Para o ex-presidente do Cade, Ruy Coutinho do Nascimento, o tabelamento põe em risco uma conquista do Plano Real, pois sinaliza a volta do controle de preços. A seu ver, a medida provisória assinada pelo presidente Michel Temer estabelecendo a tabela de preços mínimos vai institucionalizar um cartel que pode se repetir em outros setores.
— Assim como ocorreu com os caminhoneiros, outros setores vão querer a mesma coisa, de acordo com suas necessidades — afirmou Coutinho.
O professor de economia da Fundação Getúlio Vargas e também ex-presidente do Cade, Gesner Oliveira, disse não ver razão para a medida.
— Tabela de preços, em geral, é ruim. Não há razão isso. É um retrocesso.
Mais cedo, a Confederação Nacional da Indústria (CNI) divulgou uma nota alertando que o tabelamento causará o aumento geral de preços para a população brasileira, devido à alta dependência rodoviária do país. A CNI argumentou que a fixação de preços mínimos infringe o princípio da livre iniciativa e é ineficaz, pois não corrige o problema de excesso de oferta de caminhões no mercado.
"Apenas a retomada do crescimento será capaz de reverter o atual quadro do setor de transporte de carga rodoviária. Em vez de procurar soluções paliativas e de baixa efetividade, o Brasil deveria enfrentar seriamente a questão tributária, de forma a reduzir a alta carga de impostos que penaliza o setor produtivo e todos os cidadãos", destacou a CNI
O presidente Michel Temer assinou a MP instituindo a Política de Preços Mínimos do Transporte Rodoviário de Cargas após a reunião de domingo com os líderes dos caminhoneiros, sob o argumento de que é necessário "promover condições razoáveis à realização de fretes no território nacional". Pela MP, a Agência Nacional de Transportes Terrestres (ANT) terá cinco dias úteis para para publicar uma tabela com os preços mínimos referentes ao quilômetro rodado, por eixo carregado.
Os valores a serem estabelecidos se dividirão por categoria de carga: geral, líquida ou seca, frigorificada, perigosa e neogranel (formada por conglomerados homogêneos de mercadorias, sem acondicionamento específico). A tabela será válida para o semestre em que for editada.
Calculada com base nos custos do óleo diesel e do pedágio, a tabela será corrigida pelo Índice Nacional de Preços ao Consumidor Amplo (INPA).
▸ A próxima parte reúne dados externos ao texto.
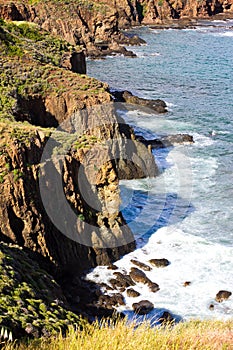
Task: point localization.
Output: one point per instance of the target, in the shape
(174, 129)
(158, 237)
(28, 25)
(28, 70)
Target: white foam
(225, 34)
(207, 266)
(203, 140)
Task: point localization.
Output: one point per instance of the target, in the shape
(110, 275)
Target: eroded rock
(132, 293)
(158, 105)
(141, 265)
(159, 262)
(143, 307)
(139, 276)
(222, 295)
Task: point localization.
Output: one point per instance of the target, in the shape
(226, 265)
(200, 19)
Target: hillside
(96, 26)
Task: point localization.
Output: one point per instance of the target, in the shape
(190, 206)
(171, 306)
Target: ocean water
(186, 213)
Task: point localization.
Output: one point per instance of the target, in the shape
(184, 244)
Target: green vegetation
(31, 302)
(206, 335)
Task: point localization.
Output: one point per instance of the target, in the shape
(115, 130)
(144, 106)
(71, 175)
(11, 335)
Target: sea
(186, 213)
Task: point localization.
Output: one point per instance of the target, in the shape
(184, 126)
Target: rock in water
(141, 265)
(222, 295)
(159, 262)
(139, 276)
(143, 307)
(132, 293)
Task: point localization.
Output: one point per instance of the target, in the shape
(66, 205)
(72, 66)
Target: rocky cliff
(96, 25)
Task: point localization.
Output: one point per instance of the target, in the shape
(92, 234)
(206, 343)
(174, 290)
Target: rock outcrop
(93, 146)
(96, 26)
(143, 307)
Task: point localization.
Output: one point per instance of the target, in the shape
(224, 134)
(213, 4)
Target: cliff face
(64, 204)
(96, 26)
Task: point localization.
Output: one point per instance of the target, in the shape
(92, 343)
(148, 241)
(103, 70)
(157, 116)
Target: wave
(192, 259)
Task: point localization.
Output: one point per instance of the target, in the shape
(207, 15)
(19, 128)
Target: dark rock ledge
(159, 106)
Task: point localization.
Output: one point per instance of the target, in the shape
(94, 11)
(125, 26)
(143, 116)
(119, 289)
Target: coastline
(15, 175)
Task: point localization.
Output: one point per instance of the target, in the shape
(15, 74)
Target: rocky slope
(39, 91)
(96, 25)
(31, 302)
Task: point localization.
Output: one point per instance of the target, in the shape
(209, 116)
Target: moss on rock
(31, 302)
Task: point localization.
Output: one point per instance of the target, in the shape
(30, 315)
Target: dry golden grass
(198, 335)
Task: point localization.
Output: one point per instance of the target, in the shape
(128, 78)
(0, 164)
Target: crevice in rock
(17, 226)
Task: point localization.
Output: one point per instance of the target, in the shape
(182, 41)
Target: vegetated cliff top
(35, 66)
(31, 302)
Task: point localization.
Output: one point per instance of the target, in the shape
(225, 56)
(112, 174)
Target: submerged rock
(159, 262)
(222, 295)
(141, 265)
(166, 318)
(158, 105)
(108, 301)
(167, 141)
(139, 276)
(132, 293)
(143, 307)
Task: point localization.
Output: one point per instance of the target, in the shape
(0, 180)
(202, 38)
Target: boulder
(154, 287)
(167, 141)
(143, 307)
(108, 301)
(159, 262)
(166, 318)
(157, 105)
(124, 280)
(222, 295)
(132, 293)
(141, 265)
(112, 267)
(138, 276)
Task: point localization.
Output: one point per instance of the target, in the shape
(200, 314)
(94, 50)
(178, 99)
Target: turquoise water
(185, 214)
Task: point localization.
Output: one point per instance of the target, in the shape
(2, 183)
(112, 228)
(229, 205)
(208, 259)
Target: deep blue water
(190, 205)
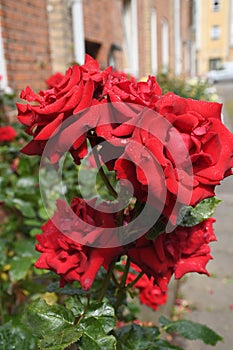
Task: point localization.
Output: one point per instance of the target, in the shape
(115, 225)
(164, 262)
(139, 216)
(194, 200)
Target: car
(223, 73)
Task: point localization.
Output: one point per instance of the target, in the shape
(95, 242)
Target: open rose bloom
(172, 151)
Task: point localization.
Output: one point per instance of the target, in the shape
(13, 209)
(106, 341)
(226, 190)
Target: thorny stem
(106, 281)
(130, 285)
(122, 287)
(103, 175)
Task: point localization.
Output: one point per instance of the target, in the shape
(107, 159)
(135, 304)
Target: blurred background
(185, 38)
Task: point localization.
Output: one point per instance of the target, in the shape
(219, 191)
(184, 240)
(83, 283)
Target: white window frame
(154, 42)
(130, 20)
(215, 32)
(165, 46)
(3, 70)
(78, 31)
(216, 5)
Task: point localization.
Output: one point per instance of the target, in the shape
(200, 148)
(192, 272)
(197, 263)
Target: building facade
(24, 44)
(214, 34)
(140, 37)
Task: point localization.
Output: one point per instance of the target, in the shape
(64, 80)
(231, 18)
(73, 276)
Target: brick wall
(60, 32)
(103, 25)
(26, 45)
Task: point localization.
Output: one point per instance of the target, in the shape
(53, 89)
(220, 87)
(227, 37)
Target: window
(215, 32)
(216, 5)
(165, 46)
(3, 72)
(130, 36)
(214, 63)
(92, 48)
(154, 48)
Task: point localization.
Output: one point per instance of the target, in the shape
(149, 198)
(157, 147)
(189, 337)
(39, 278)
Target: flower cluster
(7, 133)
(174, 151)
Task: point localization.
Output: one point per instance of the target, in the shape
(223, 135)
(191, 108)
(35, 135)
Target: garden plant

Quem não respeitar o preço mínimo, terá que indenizar o transportador pelo dobro do valor.
REDUÇÃO DO DIESEL NA BOMBA
Os especialistas em defesa da concorrência também demonstraram ceticismo em relação ao repasse, na bomba, da redução de R$ 0,46 do preço do diesel. Para Del Chiaro, não há como exigir que os donos de postos de gasolina reduzam os preços.
— A única forma de o governo garantir que o repasse é tabelar o preço na bomba, o que também é um retrocesso — afirmou.
Ruy Coutinho lembrou que o setor de combustíveis é altamente cartelizado. Postos de gasolina de diversos estados vêm sendo condenados por combinarem preços, reajustes e condições de venda.
— Todos sabemos que o comportamento concorrencial dos donos de postos de gasolina não tem sido exemplar — disse Coutinho.
Já Gesner Oliveira disse que somente o livre mercado pode regular preços. O ideal, em sua opinião, é estimular a livre concorrência.
— Acredito mais no funcionamento do mercado do que na fiscalização do Procon. Por decreto nada funciona, mas com informação induzindo a concorrência pode ajudar.